# End-to-End IIoT Predictive Maintenance for Oil Pumps on AWS

This case study demonstrates a complete workflow for predictive maintenance of oil pumps using AWS IoT and machine learning services. We'll collect sensor data, detect anomalies, and predict potential equipment failures.

## Prerequisites

- An AWS account with appropriate permissions
- AWS CLI configured with your credentials
- Python 3.7 or later
- Required Python packages: boto3, pandas, numpy, matplotlib, scikit-learn

Install required packages:

In [None]:
%%bash
pip install boto3 pandas numpy matplotlib scikit-learn

## Step 1: IoT Device Simulation and Data Ingestion

First, we'll simulate IoT devices sending sensor data from oil pumps.
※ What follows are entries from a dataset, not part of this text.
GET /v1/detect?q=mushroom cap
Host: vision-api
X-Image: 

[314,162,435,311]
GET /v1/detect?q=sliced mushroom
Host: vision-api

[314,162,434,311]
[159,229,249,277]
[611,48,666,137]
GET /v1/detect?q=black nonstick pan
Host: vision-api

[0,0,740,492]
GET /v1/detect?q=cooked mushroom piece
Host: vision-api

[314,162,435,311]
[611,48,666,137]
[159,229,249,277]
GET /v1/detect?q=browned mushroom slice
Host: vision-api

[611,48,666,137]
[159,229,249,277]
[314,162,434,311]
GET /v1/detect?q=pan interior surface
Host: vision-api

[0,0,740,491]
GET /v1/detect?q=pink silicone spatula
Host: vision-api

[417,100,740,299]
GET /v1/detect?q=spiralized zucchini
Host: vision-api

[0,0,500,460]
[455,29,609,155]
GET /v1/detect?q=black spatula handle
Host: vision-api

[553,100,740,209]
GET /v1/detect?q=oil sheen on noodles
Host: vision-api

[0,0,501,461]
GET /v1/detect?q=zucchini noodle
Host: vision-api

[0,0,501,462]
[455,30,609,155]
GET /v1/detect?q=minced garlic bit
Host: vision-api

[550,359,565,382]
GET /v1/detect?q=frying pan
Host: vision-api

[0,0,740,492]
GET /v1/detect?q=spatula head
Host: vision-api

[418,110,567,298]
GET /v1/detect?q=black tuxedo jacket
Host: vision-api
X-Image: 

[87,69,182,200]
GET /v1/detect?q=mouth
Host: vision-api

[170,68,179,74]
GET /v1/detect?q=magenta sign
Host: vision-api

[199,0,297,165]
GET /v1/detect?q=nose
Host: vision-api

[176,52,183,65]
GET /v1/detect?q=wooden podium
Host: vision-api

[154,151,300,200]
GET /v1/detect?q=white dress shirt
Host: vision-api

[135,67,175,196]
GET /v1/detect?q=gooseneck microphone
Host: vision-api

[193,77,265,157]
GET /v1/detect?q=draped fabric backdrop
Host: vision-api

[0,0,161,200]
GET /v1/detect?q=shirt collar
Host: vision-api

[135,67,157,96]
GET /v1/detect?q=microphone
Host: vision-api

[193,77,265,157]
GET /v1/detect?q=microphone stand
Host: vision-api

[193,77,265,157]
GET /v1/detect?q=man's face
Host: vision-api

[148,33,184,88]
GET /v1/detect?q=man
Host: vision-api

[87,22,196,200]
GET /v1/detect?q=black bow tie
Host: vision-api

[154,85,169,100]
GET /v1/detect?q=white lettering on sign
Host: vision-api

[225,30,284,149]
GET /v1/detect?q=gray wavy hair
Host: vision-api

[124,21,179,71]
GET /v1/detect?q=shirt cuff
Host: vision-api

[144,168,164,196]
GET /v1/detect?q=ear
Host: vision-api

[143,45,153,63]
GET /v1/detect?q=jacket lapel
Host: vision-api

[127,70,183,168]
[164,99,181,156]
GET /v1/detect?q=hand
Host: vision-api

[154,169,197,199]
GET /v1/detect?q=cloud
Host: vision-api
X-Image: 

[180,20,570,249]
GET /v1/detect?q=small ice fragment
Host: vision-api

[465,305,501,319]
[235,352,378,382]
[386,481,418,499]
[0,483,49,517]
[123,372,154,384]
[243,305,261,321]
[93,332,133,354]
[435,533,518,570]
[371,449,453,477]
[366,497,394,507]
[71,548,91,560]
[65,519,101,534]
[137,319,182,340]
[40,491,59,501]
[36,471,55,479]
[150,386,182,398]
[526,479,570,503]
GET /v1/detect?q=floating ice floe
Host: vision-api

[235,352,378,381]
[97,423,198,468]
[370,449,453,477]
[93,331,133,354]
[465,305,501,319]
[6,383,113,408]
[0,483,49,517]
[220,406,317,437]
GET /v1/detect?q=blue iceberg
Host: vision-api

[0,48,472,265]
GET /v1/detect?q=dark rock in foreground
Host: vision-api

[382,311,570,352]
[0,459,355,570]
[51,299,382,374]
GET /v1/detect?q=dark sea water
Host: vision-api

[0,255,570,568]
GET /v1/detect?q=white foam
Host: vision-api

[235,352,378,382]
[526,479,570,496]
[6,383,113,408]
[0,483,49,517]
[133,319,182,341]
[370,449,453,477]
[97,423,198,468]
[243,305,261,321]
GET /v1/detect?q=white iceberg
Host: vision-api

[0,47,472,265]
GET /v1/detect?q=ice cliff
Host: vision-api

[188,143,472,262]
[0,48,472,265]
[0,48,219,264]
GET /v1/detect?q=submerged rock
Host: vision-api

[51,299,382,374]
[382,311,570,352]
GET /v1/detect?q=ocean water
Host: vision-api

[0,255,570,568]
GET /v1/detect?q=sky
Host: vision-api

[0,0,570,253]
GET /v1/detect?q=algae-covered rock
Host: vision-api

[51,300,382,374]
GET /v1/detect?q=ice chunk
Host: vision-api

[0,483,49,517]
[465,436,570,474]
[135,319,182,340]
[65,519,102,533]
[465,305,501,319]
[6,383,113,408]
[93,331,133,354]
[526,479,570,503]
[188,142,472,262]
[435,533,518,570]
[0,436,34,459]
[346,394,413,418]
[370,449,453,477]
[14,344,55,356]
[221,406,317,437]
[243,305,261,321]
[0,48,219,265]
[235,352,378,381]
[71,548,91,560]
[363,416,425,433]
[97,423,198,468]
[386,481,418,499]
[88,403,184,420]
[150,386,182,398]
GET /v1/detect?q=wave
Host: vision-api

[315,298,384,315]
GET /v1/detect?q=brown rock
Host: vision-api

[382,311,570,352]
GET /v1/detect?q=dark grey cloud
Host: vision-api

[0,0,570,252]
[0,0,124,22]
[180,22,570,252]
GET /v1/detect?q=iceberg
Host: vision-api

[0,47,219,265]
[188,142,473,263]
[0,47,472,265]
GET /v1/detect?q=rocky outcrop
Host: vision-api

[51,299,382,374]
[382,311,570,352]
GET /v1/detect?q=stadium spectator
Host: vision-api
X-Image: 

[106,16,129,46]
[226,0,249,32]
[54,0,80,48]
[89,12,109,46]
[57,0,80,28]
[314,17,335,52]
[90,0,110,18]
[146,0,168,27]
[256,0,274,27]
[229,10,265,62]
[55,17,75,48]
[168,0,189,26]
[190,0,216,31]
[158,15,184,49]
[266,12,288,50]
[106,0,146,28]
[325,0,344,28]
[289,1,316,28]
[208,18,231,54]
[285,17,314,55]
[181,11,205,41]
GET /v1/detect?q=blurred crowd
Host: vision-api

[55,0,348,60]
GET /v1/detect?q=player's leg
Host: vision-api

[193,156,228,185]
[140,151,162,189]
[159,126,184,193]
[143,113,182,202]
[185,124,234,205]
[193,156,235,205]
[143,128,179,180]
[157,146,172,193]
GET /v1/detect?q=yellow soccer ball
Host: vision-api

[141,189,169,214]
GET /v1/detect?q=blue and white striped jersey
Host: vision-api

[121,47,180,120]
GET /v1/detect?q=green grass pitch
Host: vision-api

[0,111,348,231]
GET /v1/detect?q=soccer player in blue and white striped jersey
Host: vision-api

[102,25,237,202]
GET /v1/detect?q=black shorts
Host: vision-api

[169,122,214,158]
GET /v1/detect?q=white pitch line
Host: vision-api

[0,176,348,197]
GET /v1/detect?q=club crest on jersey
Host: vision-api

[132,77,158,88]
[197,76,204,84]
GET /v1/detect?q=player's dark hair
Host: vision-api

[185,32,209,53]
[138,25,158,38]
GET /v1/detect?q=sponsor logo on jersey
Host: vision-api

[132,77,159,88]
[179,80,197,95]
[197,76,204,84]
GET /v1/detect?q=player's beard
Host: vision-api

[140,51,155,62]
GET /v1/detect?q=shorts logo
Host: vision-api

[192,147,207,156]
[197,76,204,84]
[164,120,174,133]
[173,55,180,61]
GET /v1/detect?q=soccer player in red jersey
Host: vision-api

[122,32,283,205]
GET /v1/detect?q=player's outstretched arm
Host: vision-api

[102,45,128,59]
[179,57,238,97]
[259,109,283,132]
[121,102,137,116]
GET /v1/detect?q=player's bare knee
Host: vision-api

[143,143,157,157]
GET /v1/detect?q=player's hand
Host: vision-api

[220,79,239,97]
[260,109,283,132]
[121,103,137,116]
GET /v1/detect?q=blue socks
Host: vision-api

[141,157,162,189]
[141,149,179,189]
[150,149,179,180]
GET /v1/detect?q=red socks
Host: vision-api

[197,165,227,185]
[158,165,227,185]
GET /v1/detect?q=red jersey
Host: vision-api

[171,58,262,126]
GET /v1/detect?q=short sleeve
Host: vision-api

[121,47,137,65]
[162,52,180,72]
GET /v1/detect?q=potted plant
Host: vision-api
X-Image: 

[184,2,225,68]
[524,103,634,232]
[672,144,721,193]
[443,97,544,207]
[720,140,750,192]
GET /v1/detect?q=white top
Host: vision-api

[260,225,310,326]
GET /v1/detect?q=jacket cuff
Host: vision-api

In a real-world scenario, you would replace this with actual IoT devices.

In [None]:
import boto3
import json
import time
import random
from datetime import datetime

# Create an IoT client
iot = boto3.client('iot-data')

# Define the IoT topic
topic = 'oil_pump/sensors'

def generate_sensor_data(pump_id):
    return {
        'pump_id': pump_id,
        'timestamp': datetime.now().isoformat(),
        'temperature': random.uniform(50, 100),
        'pressure': random.uniform(100, 500),
        'flow_rate': random.uniform(200, 1000),
        'vibration': random.uniform(0.1, 5.0)
    }

# Simulate data from 5 pumps for 1 minute
for _ in range(60):
    for pump_id in range(1, 6):
        sensor_data = generate_sensor_data(pump_id)
        
        # Publish to IoT Core
        iot.publish(
            topic=topic,
            qos=1,
            payload=json.dumps(sensor_data)
        )
    
    time.sleep(1)  # Wait for 1 second

print("Data simulation completed.")

# In a real-world scenario, replace this simulation with actual IoT device code

## Step 2: Data Processing with AWS IoT Rules and AWS Lambda

We'll use AWS IoT Rules to route the incoming data to a Lambda function for processing and storage.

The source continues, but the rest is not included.